Asteroid samples collected by University of Arizona researchers show surprising discovery

Some long-awaited surprises were revealed from some asteroid samples collected by the University of Arizona-led OSIRIS-REx mission. 

The deep dive into the sample of rocks and dust was years in the making as University of Arizona researchers had a chance to study something out of this world. 

The largest asteroid sample ever returned to Earth from the asteroid, Bennu. It's over 170 million miles away and it’s considered a near-Earth asteroid. 

Samples brought back to Earth revealed surprising secrets about the solar system's past.

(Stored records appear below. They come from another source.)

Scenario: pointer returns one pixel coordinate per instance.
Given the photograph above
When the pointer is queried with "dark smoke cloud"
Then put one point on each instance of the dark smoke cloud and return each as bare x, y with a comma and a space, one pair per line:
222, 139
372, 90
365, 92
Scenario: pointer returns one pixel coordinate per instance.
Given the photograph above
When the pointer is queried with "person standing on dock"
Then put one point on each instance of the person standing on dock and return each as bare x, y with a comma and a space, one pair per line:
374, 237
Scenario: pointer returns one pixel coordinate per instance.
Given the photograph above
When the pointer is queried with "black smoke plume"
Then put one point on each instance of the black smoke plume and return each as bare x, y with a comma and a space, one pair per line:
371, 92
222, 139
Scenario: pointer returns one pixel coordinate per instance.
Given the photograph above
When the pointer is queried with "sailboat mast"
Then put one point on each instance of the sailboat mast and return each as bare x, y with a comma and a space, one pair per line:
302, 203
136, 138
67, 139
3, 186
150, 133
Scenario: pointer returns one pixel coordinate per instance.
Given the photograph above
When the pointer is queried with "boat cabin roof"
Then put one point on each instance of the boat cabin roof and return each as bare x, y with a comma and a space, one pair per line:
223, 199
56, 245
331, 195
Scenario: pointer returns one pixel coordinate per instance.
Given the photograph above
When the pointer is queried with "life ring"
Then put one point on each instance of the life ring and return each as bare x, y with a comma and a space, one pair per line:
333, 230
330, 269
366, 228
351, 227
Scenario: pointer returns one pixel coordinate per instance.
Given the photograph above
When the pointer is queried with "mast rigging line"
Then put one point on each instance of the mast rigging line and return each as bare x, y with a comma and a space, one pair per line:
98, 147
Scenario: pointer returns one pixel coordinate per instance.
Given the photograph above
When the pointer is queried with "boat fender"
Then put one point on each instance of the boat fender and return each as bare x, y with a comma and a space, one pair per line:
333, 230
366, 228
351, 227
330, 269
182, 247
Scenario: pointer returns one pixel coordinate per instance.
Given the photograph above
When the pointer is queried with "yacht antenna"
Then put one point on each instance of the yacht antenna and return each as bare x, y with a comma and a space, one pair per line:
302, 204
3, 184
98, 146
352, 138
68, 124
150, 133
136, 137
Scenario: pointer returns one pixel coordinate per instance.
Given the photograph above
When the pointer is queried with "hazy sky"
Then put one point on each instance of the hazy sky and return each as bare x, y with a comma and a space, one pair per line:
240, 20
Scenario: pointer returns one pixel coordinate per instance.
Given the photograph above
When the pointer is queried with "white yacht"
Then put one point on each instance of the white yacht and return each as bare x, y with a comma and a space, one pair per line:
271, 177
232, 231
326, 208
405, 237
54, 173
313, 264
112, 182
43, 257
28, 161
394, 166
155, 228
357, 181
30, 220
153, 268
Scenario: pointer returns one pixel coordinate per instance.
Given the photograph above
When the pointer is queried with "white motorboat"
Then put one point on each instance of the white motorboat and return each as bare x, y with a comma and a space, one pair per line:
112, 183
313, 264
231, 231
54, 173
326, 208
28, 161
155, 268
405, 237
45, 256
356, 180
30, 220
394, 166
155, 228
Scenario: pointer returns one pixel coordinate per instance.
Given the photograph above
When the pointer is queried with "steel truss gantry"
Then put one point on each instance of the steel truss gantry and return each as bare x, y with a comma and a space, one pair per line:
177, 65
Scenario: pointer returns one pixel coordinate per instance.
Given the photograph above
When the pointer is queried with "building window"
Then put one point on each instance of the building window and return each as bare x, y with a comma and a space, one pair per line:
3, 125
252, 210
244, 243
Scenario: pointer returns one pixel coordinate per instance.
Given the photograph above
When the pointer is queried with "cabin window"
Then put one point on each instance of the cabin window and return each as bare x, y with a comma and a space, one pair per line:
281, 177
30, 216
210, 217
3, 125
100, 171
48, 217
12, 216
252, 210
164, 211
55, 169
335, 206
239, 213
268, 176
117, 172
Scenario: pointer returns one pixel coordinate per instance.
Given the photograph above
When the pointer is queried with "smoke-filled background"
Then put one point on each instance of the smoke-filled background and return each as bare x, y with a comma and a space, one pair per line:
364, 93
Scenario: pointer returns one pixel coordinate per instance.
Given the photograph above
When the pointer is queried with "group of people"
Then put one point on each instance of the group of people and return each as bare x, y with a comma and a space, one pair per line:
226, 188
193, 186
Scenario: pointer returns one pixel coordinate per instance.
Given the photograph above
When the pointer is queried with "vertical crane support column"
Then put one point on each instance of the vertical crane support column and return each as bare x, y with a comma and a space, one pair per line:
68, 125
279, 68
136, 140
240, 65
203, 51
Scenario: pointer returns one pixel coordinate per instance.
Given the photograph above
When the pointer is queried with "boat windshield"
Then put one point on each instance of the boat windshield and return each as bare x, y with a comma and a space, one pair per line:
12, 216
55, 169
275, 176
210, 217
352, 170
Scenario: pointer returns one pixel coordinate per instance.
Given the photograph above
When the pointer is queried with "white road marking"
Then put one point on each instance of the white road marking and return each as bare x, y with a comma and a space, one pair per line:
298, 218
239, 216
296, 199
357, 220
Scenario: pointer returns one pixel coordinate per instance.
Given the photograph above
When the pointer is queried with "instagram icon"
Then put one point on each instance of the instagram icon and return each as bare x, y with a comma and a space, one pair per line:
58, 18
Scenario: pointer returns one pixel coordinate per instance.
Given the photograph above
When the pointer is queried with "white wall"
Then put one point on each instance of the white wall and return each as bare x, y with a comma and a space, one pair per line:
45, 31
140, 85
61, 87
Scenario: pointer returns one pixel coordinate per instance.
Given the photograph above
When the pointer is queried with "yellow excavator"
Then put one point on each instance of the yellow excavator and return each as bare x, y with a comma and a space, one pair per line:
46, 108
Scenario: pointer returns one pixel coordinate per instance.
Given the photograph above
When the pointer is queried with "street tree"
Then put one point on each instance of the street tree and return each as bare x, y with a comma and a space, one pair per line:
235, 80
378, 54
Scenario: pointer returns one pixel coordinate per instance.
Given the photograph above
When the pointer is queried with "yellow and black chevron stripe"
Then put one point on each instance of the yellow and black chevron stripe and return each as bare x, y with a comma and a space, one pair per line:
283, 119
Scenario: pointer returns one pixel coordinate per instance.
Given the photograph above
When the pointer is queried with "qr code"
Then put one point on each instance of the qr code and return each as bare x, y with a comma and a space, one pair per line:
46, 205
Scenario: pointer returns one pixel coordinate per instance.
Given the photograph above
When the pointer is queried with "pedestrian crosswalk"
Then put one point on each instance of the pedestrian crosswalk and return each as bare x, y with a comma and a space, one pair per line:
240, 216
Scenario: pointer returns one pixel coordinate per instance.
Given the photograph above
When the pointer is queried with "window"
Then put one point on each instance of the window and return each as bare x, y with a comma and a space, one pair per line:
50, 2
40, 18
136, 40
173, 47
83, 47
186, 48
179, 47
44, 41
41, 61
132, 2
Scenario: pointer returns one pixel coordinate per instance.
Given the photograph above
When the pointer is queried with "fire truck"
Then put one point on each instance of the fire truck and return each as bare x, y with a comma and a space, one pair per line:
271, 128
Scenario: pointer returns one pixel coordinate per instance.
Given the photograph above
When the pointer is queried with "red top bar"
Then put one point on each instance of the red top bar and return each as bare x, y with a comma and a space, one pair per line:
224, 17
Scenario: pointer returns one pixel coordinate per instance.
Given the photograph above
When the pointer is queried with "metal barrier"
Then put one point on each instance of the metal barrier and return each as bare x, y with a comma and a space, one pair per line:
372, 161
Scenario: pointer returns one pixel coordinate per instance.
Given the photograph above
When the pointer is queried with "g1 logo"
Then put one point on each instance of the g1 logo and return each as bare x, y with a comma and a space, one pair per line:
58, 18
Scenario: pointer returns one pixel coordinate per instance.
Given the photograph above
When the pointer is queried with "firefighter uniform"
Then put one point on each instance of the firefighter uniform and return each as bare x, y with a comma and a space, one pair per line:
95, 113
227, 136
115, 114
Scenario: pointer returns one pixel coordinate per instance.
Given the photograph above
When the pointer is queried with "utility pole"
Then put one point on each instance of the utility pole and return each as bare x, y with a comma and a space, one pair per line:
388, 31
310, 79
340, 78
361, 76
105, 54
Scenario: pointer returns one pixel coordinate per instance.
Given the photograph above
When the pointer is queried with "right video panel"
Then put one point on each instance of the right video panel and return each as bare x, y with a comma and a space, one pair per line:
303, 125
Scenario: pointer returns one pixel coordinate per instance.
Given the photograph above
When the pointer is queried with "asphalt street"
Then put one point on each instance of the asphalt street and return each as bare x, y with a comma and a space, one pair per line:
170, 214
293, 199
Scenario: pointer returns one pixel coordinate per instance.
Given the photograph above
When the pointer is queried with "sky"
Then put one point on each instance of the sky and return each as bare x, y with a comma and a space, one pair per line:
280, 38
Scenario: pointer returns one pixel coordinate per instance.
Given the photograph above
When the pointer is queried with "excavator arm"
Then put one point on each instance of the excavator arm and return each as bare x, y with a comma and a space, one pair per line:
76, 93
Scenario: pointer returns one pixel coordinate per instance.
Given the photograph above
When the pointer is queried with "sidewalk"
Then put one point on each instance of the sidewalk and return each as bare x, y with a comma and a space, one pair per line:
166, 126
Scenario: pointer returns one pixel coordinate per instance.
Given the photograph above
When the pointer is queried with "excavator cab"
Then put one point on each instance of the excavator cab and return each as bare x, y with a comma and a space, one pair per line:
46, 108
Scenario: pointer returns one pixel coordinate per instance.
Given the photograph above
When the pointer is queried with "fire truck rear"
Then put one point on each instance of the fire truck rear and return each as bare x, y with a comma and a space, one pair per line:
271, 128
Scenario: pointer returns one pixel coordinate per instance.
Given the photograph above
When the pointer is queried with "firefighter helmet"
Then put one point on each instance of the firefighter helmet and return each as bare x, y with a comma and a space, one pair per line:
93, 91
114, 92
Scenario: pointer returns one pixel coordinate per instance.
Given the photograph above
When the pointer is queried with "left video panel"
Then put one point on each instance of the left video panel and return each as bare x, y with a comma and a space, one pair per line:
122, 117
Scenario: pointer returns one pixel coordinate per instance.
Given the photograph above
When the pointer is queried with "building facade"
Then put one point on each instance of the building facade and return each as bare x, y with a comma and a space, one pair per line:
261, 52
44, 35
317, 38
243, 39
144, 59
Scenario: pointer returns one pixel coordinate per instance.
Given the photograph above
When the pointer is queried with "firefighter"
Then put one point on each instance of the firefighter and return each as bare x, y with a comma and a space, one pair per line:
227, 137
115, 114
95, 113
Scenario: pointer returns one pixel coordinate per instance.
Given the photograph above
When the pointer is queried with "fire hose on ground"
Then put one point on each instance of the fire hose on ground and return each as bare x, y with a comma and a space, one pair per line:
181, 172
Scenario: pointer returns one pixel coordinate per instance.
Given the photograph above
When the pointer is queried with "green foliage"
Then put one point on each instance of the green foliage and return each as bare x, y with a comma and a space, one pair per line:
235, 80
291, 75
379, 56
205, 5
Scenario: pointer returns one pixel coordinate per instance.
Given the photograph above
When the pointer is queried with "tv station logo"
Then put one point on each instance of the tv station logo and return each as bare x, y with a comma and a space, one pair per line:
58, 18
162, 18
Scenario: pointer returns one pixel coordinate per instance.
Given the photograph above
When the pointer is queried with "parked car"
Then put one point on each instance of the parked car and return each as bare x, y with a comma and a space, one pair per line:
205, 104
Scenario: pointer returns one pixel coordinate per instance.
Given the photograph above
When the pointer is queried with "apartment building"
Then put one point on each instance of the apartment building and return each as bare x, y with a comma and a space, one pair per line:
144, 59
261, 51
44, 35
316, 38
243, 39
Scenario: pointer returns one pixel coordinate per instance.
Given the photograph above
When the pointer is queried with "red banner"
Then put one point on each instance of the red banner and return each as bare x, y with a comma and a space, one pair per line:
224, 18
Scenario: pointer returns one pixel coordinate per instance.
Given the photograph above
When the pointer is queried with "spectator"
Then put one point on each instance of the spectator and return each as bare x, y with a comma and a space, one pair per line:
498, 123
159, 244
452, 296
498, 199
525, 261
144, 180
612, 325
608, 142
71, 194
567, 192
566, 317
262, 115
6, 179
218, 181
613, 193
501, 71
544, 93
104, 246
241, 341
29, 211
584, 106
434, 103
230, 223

"These samples are a scientific treasure trove. From the earliest stages of the formation of the solar system, these rocks formed before the earth existed," Dante S. Lauretta, a professor at the University of Arizona said.

The OSIRIS-REx mission sent a spacecraft to the asteroid Bennu nearly a decade ago, launching in 2016. 

It arrived at Bennu in 2018, collected samples and just last year those samples were returned to Earth. It was only about a cup's worth of rocks but they have a story to tell. 

"The biggest surprise for me is that there are salty crusts coating a subset of the particles. We're probably pretty familiar with this in Arizona. If you have hard water, and you build up those white, crusty salts that clog your shower head and your faucets, that's the same kind of process that we're seeing on these asteroid samples. You had a salty liquid and it evaporated away and left what we call evaporite minerals behind," Lauretta said.

The rock samples have been studied under atomic microscopes at the University of Arizona and the analysis of the Bennu sample unveiled intriguing insights into the asteroid's composition and clues to the history of our solar system. Bennu was possibly once part of an ocean world.

"They're the kinds of rocks that form on the sea floor at the hydrothermal events on Earth," Lauretta said. "(They are) full of clay minerals, salts, organic compounds. So we're really peering back to the beginning of our solar system and getting a good understanding of how water and organic material formed, and then ultimately was delivered to our planet to make it the habitable world that we enjoy today."

Dozens more labs in the United States and around the world will receive portions of the Bennu sample from NASA's Johnson Space Center in Houston in the coming months for further study.